News & Updates

The IRS, state tax agencies and the tax industry – working together as the Security Summit – reminded tax professionals that they should contact the IRS immediately when there's an identity theft issue while also contacting insurance or cybersecurity experts to assist them with determining the cause and extent of the loss.

"Tax pros must be vigilant to protect their systems from identity thieves who continue to look for ways to steal data," said IRS Commissioner Chuck Rettig. "Practitioners can take simple steps to remain on the lookout for signs of data and identity theft. It's critical for tax pros to watch out for these details and to quickly take action when tell-tale signs emerge. This can be critical to protect their business as well as their clients against identity theft."

This is the third in a summer series of five Security Summit news releases aimed at raising awareness among tax professionals about data security. The special Protect Your Client; Protect Yourself campaign is designed to help protect against tax-related identity theft by increasing attention on basic security steps that tax professionals and others should take to protect sensitive information.

One common concern the IRS hears from tax professionals is that they did not immediately recognize the signs of data theft.

Summit partners are urging tax professionals to watch out for these critical signs:

• Client e-filed returns rejected because client's Social Security number was already used on another return.
• More e-file acknowledgements received than returns the tax pro filed.
• Clients responded to emails the tax pro didn't send.
• Slow or unexpected computer or network responsiveness such as:
• Software or actions take longer to process than usual,
• Computer cursor moves or changes numbers without touching the mouse or keyboard,
• Unexpectedly locked out of a network or computer.

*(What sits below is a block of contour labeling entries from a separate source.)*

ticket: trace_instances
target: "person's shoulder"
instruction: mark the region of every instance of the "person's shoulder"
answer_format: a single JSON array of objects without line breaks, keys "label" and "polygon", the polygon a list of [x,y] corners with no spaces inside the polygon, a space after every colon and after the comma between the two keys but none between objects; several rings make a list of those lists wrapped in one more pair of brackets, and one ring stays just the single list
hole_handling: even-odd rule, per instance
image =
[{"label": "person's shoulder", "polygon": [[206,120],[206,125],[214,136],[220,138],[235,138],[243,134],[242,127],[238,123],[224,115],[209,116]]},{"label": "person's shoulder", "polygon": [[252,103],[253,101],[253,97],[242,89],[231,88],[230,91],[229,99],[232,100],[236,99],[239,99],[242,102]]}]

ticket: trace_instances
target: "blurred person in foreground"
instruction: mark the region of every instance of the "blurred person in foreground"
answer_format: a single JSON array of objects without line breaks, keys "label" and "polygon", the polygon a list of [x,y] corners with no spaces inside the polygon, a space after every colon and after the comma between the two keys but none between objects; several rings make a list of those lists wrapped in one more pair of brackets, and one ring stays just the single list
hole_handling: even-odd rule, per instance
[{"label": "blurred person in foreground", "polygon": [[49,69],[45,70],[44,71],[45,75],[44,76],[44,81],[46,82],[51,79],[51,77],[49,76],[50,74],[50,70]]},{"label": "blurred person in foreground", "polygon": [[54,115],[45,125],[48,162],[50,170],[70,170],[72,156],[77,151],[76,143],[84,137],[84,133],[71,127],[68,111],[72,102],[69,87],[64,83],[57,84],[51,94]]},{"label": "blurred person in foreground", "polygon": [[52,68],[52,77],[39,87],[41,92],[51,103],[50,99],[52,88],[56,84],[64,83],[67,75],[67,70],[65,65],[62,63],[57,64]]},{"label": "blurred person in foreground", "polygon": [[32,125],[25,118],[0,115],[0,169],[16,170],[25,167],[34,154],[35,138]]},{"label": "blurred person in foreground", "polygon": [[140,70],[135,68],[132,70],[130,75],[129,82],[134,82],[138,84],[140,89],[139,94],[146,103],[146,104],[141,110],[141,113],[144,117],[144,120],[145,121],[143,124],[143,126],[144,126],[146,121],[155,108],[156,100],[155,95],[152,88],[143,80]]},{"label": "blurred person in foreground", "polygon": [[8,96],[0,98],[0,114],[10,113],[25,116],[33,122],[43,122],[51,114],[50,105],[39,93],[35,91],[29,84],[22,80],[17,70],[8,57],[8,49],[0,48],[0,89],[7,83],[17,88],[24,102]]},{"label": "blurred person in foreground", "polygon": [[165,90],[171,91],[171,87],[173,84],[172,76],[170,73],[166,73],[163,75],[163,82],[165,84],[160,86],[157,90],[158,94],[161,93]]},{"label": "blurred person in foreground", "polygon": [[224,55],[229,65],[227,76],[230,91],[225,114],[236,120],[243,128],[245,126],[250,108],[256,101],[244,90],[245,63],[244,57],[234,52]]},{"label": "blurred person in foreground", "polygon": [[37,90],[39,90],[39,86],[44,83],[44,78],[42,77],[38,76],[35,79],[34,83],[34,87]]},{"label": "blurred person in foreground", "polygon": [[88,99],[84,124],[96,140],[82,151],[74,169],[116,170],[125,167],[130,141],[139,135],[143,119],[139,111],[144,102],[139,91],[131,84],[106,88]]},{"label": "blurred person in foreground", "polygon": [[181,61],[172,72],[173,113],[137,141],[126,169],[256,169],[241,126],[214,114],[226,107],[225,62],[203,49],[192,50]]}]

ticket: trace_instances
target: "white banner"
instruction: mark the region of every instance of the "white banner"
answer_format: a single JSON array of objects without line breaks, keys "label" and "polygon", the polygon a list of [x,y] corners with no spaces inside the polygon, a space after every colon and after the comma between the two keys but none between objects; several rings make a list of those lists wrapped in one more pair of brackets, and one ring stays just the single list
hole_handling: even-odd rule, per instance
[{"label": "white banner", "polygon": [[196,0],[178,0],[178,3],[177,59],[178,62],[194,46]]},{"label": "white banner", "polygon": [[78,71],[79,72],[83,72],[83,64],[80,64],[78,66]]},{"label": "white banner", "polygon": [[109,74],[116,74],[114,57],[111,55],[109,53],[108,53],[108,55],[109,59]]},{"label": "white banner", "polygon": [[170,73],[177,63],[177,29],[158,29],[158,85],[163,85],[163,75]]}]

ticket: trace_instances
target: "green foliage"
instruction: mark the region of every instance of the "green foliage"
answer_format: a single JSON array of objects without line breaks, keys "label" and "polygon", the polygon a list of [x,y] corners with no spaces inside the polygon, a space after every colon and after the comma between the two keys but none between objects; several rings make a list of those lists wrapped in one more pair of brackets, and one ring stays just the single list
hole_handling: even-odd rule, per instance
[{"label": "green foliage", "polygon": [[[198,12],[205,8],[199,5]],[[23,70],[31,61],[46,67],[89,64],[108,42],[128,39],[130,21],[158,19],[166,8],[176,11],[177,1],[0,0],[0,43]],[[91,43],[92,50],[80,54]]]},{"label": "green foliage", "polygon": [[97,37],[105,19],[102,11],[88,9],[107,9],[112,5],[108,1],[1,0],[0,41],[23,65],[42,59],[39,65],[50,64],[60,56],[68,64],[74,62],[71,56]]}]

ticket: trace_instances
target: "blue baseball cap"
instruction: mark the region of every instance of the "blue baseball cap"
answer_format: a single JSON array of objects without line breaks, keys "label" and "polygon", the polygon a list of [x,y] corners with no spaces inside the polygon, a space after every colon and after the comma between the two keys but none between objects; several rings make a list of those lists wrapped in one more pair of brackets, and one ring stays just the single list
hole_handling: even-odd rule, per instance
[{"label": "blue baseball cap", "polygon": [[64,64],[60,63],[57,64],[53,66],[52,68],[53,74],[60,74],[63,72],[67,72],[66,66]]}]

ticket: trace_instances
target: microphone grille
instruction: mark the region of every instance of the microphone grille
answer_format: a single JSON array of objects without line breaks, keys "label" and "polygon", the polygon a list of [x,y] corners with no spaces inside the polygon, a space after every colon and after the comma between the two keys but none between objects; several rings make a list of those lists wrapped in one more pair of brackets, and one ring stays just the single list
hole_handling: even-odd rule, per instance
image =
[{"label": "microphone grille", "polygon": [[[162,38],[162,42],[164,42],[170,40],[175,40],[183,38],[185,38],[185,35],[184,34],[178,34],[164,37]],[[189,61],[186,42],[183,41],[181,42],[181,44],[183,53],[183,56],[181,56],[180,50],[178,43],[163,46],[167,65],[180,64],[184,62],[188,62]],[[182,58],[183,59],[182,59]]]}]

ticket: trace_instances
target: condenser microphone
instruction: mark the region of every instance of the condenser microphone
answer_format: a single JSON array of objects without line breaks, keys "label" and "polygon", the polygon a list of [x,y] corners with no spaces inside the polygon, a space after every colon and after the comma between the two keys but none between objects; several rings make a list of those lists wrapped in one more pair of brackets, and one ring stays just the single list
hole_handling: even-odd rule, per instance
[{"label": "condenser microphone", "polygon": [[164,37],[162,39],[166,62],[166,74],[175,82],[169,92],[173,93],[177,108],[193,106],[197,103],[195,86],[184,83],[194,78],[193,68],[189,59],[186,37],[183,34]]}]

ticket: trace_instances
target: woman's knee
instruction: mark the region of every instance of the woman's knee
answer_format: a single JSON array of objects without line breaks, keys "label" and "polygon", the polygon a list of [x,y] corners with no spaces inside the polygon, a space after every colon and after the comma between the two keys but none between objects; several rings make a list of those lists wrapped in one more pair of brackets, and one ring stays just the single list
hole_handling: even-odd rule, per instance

Tax professionals should also watch for warning signs when clients report they've received:

• IRS Authentication letters (5071C, 6331C, 4883C, 5747C) even though they haven't filed a return.
• A refund even though they haven't filed a return.
• A tax transcript they didn't request.
• Emails or calls from the tax pro that they didn't initiate.
• A notice that someone created an IRS online account for the taxpayer without their consent.
• A notice the taxpayer wasn't expecting that:
• Someone accessed their IRS online account,
• The IRS disabled their online account,
• Balance due or other notices from the IRS that are not correct based on return filed or if a return had not been filed.

These are just a few examples. Tax pros should ensure they have the highest security possible and react quickly if they sense or see something amiss.